SDC ships with the default heap size of 1g. This is generally adequate to develop some simple pipelines, with a few stages. In order to use run more pipelines concurrently or utilize memory-intensive stages such as Field Pivoter or the JSON Parser, it is recommended to increase the default heap size.
Starting with SDC 3.15.0, there is a new option available to set SDC JVM's heap size. While it is somewhat documented, the intention really was that it would be used only in the StreamSets cloud vendor marketplace offerings. For example, the StreamSets AWS Market Place AMI dynamically adjusts the heap size at startup based on the memory capacity of the underlying EC2 node.

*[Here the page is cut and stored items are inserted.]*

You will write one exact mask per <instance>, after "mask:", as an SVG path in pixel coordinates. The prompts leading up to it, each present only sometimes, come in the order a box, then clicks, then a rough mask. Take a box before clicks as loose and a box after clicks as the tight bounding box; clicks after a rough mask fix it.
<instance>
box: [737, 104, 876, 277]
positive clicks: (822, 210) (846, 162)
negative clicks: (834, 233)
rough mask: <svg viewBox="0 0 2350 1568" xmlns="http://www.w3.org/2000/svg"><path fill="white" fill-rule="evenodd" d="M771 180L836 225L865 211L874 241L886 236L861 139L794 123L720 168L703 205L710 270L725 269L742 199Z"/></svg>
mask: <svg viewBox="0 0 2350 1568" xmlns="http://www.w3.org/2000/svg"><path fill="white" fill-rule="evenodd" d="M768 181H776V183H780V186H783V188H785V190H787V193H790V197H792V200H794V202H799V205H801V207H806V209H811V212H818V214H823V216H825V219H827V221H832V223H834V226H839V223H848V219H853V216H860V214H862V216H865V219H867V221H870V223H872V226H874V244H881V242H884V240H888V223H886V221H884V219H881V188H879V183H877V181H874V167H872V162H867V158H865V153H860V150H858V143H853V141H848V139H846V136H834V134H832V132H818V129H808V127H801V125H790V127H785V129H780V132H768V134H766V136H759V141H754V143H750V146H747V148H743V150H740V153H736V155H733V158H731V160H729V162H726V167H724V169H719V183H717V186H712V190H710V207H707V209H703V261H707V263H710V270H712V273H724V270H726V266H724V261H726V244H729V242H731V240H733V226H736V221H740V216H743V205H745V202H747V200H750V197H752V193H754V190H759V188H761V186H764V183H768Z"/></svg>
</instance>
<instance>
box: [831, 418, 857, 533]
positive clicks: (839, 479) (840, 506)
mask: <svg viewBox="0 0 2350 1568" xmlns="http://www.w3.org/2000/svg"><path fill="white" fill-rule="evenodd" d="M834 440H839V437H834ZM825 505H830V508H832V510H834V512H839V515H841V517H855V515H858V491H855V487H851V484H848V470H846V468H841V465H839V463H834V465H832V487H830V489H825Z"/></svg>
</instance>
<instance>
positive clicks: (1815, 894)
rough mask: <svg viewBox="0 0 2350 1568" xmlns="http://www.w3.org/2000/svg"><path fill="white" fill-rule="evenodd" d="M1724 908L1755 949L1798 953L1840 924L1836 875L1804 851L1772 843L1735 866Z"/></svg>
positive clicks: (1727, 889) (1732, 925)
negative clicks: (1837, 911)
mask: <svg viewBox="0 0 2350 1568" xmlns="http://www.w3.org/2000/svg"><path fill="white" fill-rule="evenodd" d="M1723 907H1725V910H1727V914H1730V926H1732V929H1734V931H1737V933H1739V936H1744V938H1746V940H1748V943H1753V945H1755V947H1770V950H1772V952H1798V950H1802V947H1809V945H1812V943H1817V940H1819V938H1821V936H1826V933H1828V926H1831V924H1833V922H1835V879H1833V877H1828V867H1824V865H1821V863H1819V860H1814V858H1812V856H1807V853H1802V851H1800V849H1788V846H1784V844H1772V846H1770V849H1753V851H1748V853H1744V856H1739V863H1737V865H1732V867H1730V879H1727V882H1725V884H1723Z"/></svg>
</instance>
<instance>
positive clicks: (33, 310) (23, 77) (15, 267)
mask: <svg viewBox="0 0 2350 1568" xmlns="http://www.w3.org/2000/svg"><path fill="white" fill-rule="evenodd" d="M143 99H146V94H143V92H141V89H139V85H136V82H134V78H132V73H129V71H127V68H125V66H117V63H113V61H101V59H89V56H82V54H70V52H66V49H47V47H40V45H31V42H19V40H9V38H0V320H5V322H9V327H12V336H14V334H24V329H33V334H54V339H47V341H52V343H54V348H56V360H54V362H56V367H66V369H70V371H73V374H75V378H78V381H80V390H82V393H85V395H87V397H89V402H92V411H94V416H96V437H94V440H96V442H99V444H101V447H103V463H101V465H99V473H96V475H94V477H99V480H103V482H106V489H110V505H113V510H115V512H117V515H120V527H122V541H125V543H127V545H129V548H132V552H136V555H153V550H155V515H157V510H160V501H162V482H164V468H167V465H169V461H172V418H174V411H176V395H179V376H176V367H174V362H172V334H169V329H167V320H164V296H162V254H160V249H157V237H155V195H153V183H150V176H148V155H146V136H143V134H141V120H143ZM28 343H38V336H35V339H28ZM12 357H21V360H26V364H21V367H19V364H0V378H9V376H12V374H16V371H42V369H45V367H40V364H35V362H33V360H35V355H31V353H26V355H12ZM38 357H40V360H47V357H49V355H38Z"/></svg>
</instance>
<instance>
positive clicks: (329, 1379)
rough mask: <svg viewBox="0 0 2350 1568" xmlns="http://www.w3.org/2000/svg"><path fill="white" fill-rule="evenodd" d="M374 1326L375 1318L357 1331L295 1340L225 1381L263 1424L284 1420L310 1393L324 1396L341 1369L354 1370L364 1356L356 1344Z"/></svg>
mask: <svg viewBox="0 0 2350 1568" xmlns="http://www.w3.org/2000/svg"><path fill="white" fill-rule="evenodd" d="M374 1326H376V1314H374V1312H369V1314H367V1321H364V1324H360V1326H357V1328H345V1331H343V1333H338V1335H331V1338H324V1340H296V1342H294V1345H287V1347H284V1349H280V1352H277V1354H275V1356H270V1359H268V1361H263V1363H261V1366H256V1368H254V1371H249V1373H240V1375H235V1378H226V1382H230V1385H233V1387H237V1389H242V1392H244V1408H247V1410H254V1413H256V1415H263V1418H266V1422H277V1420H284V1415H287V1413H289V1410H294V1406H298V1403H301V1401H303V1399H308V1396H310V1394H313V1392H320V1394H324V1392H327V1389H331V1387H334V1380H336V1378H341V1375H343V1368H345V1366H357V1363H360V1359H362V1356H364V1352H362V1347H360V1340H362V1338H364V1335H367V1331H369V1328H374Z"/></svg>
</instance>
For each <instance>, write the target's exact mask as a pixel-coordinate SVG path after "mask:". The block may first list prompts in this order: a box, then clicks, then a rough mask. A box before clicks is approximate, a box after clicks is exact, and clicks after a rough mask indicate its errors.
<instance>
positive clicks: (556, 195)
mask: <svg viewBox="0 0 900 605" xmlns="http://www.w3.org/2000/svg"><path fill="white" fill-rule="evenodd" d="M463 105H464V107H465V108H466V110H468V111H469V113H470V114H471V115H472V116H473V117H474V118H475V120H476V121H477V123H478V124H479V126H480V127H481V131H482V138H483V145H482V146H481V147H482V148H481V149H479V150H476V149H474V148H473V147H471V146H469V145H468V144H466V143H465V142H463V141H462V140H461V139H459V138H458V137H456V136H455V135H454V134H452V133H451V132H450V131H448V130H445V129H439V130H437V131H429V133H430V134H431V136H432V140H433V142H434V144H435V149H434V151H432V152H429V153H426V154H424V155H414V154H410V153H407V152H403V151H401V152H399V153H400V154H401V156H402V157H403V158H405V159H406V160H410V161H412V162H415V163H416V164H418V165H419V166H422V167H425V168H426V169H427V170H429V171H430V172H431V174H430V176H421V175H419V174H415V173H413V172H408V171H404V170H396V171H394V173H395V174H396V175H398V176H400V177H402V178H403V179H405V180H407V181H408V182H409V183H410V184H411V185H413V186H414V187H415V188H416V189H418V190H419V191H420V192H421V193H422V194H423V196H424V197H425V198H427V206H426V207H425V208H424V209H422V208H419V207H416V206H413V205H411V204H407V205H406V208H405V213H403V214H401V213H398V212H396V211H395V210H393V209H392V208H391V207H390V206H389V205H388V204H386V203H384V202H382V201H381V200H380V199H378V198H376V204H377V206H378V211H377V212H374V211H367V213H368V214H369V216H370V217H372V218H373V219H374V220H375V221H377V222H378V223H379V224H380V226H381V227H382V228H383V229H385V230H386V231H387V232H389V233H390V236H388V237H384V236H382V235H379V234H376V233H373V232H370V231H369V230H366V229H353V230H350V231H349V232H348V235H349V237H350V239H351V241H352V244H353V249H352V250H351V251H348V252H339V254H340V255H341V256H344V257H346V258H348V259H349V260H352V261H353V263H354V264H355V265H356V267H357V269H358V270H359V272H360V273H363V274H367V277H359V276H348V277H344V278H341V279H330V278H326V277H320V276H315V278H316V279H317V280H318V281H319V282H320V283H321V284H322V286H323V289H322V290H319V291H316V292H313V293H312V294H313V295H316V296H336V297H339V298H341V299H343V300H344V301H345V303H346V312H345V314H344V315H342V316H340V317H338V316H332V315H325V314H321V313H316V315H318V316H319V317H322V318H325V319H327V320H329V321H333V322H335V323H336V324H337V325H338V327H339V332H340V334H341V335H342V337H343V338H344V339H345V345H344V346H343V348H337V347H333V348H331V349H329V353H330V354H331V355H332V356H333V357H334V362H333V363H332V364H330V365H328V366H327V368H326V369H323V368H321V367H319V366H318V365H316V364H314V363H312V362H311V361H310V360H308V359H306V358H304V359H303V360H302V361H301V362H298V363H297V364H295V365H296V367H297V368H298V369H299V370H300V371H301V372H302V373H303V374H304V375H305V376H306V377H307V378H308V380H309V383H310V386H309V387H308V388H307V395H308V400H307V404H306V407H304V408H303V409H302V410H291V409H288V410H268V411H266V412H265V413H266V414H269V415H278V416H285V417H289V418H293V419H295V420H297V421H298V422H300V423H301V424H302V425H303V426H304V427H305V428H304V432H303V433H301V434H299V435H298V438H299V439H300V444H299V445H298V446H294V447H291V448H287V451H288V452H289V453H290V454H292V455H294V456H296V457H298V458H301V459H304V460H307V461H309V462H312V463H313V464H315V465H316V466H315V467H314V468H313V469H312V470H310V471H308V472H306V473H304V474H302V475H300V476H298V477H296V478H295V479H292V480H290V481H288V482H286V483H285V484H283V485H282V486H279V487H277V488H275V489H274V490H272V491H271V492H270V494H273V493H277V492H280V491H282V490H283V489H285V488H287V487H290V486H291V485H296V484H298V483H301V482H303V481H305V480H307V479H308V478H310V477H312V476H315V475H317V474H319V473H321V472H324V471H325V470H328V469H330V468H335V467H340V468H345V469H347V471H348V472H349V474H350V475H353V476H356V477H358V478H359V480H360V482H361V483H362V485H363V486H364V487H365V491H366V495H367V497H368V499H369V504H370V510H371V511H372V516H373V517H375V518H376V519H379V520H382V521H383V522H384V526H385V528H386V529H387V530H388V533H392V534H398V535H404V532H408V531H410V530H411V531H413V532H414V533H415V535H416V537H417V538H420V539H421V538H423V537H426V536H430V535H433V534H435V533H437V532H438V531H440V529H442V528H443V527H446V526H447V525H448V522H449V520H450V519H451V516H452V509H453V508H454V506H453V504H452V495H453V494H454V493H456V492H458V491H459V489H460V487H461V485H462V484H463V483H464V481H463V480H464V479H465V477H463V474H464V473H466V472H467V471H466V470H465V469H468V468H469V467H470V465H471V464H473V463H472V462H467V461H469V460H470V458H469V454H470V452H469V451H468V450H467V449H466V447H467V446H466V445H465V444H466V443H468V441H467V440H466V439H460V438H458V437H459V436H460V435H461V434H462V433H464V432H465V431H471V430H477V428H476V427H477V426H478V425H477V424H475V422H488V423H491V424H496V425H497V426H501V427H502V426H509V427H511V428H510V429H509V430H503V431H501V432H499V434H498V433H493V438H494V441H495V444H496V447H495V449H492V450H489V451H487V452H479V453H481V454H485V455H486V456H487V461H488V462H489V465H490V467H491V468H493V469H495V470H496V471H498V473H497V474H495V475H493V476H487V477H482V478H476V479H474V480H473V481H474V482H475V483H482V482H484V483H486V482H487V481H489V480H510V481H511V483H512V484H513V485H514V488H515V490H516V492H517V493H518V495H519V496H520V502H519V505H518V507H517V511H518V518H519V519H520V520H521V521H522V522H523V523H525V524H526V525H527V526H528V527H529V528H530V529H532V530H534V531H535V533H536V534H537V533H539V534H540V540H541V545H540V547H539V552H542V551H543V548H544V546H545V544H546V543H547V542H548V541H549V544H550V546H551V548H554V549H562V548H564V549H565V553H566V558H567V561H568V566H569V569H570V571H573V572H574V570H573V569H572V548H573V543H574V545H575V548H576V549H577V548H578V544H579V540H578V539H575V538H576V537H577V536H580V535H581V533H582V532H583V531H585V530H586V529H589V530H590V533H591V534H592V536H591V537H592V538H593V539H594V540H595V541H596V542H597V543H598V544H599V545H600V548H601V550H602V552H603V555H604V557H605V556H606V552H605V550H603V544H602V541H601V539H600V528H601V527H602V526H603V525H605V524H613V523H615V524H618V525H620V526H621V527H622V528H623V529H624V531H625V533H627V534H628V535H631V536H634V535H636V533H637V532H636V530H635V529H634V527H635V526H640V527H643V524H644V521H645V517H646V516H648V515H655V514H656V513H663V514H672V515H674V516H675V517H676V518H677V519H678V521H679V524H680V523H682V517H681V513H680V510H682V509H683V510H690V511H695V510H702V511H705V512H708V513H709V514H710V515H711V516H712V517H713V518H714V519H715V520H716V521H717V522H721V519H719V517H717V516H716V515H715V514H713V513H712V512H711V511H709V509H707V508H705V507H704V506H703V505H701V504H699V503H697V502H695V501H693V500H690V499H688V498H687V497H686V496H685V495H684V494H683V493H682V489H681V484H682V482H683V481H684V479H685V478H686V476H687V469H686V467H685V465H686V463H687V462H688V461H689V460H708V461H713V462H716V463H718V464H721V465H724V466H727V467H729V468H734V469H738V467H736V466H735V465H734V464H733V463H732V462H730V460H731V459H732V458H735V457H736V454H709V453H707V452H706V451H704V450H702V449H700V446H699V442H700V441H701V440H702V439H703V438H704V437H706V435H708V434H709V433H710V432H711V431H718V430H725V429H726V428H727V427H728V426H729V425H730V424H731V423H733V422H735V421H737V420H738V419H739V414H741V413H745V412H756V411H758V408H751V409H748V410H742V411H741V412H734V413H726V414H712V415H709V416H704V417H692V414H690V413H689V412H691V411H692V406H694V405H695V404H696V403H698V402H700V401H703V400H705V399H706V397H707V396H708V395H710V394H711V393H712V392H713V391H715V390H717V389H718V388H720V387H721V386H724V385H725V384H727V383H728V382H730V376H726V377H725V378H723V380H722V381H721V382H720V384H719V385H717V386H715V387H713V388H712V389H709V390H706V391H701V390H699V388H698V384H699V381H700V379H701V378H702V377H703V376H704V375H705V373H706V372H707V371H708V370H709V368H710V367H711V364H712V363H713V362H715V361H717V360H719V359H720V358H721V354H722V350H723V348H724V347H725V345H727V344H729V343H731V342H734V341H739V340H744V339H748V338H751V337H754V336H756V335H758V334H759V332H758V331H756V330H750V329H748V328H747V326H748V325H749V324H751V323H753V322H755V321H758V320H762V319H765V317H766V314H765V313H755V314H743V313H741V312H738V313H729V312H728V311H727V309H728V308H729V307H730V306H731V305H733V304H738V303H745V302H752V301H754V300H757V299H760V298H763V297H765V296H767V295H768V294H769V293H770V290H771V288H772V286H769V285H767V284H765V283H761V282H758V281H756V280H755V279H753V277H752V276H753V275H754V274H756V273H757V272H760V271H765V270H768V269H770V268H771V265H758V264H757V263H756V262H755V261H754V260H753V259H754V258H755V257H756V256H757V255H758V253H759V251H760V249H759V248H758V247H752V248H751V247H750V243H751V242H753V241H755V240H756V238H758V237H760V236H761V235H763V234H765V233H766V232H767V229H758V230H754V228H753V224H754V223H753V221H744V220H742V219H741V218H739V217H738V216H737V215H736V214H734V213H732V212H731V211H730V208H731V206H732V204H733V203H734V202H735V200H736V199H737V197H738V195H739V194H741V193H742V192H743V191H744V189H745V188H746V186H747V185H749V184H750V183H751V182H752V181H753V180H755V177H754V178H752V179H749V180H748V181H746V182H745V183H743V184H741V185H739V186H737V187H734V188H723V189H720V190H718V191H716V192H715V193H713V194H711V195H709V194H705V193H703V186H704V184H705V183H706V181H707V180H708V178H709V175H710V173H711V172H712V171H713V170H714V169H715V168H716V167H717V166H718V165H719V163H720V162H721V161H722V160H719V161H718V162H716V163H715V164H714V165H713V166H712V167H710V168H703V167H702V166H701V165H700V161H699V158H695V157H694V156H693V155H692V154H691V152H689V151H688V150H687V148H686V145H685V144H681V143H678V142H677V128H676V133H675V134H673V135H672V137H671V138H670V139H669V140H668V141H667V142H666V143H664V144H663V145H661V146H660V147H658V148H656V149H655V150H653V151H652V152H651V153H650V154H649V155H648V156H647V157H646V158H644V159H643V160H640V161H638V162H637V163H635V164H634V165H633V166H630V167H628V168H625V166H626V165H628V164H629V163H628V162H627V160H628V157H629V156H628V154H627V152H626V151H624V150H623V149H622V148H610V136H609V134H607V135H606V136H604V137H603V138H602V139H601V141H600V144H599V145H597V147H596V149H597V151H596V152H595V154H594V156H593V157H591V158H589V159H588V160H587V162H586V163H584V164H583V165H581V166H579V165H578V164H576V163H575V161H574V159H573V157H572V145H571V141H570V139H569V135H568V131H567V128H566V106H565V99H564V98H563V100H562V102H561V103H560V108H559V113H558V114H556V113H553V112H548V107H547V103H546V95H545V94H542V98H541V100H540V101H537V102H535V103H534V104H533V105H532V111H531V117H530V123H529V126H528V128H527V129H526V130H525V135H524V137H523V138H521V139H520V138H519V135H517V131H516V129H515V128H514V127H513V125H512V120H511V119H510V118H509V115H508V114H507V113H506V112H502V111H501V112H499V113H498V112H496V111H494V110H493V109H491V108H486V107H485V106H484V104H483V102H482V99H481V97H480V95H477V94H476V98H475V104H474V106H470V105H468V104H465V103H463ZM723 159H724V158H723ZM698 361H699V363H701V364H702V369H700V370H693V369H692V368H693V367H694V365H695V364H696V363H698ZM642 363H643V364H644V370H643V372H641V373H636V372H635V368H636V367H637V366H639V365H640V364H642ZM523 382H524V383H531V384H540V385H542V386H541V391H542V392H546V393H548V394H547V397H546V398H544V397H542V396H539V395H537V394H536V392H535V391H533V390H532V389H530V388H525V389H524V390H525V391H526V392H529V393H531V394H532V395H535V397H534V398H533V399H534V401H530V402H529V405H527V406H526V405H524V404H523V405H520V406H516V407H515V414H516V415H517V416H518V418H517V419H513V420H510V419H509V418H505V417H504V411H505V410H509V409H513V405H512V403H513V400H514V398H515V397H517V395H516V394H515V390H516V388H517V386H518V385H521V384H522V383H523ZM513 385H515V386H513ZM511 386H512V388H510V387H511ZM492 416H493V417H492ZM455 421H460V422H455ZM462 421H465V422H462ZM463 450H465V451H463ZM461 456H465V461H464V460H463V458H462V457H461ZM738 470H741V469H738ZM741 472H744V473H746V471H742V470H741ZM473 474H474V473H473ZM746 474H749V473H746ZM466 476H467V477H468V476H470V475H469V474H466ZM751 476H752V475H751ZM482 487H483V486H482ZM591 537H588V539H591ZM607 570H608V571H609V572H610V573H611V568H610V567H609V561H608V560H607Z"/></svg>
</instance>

On Linux systems, SDC_HEAP_SIZE_PERCENTAGE can be enabled to specify a percentage of the system memory to configure. This option is only supported on Linux systems, on Mac OS, the new parameter has no effect, therefore SDC starts with the -Xmx -Xms values that are specified in the SDC_JAVA_OPTS environment variable. This is usually configured in the user's shell profile or specified in the sdc-env.sh or sdcd-env.sh.
SDC_HEAP_SIZE_PERCENTAGE can be enabled to specify a percentage of the available system memory to configure for SDC's heap. The parameter does have limits; the value is checked to determine whether there is a `ulimit` or cgroup setting that should be considered. There is an enforced minimum value of 512 kiB. And there is a maximum of 50% of the free memory on the system.
There are a few details to consider when setting this parameter.
There is a significant amount of memory used by SDC that is not heap memory - there is the memory required for the code itself, additional memory is required for off-heap memory for IO buffers and metadata as well as memory reserved for thread state and thread stacks. That memory is not considered, and this parameter is only to set to the heap size.
Memory is also required for things on the system, so it is a good idea to reserve some memory for Linux, some space for the Linux buffer pool, and for other transient applications, shells, tar, and backup utilities. With the SDC_HEAP_SIZE_PERCENTAGE limit of 50% of system memory, it's unlikely that the Linux Out of Memory Killer will be invoked, except on systems with very small memory configuration.
When working with a machine with a small amount of memory, SDC_HEAP_SIZE_PERCENTAGE should be reduced accordingly. The settings can be verified by looking for the last -Xmx -Xms on SDC's command line - `ps -ef | grep sdc | grep --color Xmx` After configuring SDC_HEAP_SIZE_PERCENTAGE and starting SDC, the easiest way to see the total footprint of SDC's memory use on the system is to use `top` and check the memory column for the SDC process.